Hacker News new | ask | show | jobs
by cornel_io 1588 days ago
Lexical homogenization is not the same as idea homogenization, and it does not surprise me that as time goes on the word choice in a given category of writing (esp an insular one like grant applications) would constrict.

It also wouldn't surprise me a huge amount if the idea space was constricting, but just looking at the cosine distance is not enough to establish that. There probably are meaningful ways to exploit and analyze the representations inside language model transformers to better capture the idea-space geometry, but that's a big research project.

5 comments

The internet has made it very easy for people to homogenize both words and ideas very rapidly. This is the cost of making knowledge universal I guess. Maybe it’s a good thing if it allows us to progress all on the same page rather than taking the time to understand differences? If progress is good. Whatever progress is. Who knows. Although the ideas aren’t really homogenizing in a lot of cases, it is often causing dichotomies. But really it’s no more than a few factions that reinforce their homogenizations. Ok I guess it’s bad… I am rambling as much as that essay. You have increased your follow count to 6 now, good show.
Just as an observation about this…I’ve increasingly begun to see the term knowledge expand to encompass information as if they are equivalent. That tracks, in my field, with changes in US K-12 education and the problems we now see in college learning behaviors.

I agree with your general ramble, but found this interesting in context.

Yeah, good point, should have said information. Knowledge cannot be transferred directly to people, only information. The person needs to understand the information to convert it into knowledge. An analogy I have heard used before is that data is the primitive, the integral of data is information, and the integral of information is knowledge.
The point of the thing for me was that the Crimson analysis showed no change in rate of decline since 1900. So there is a need for more examples over larger timelines before we start modelling, perhaps.

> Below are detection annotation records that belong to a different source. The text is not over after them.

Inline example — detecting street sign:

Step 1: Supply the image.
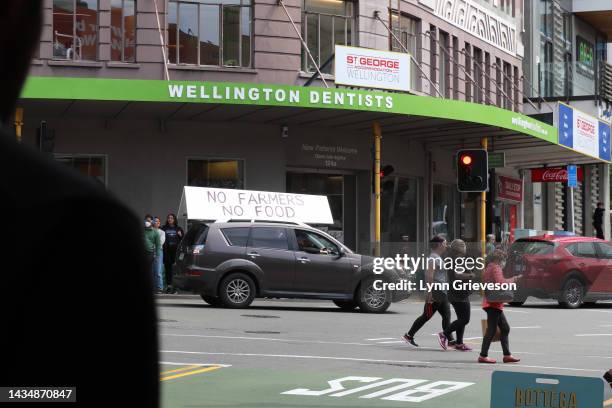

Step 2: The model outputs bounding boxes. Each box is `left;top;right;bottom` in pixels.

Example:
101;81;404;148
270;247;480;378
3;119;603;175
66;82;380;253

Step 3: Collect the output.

The analysis also seems sensitive to the mapping of words to categories. Some kind of robustness analysis to this sensitivity would also be interesting to see.

Yea exactly. This is survivorship bias - the prospects of today look at the winners of yesterday to guide their entry on how to communicate, they’re slightly more likely to get funded, etc

It’s reinforcement learning over decades

Emulating the past for success in the future is a form of idea homogenization.
Survivorship bias is when excessively high-risk behaviors are made to look good by only showing the winners. I think what you're referring to is evolution.
> Lexical homogenization is not the same as idea homogenization

Actually it IS evidence for idea homogenization. Words represent ideas. Unless you are claiming that the same word is used to represent different ideas, which would be even more confusing than having different words representing the same idea. Therefore fewer unique words => fewer unique ideas.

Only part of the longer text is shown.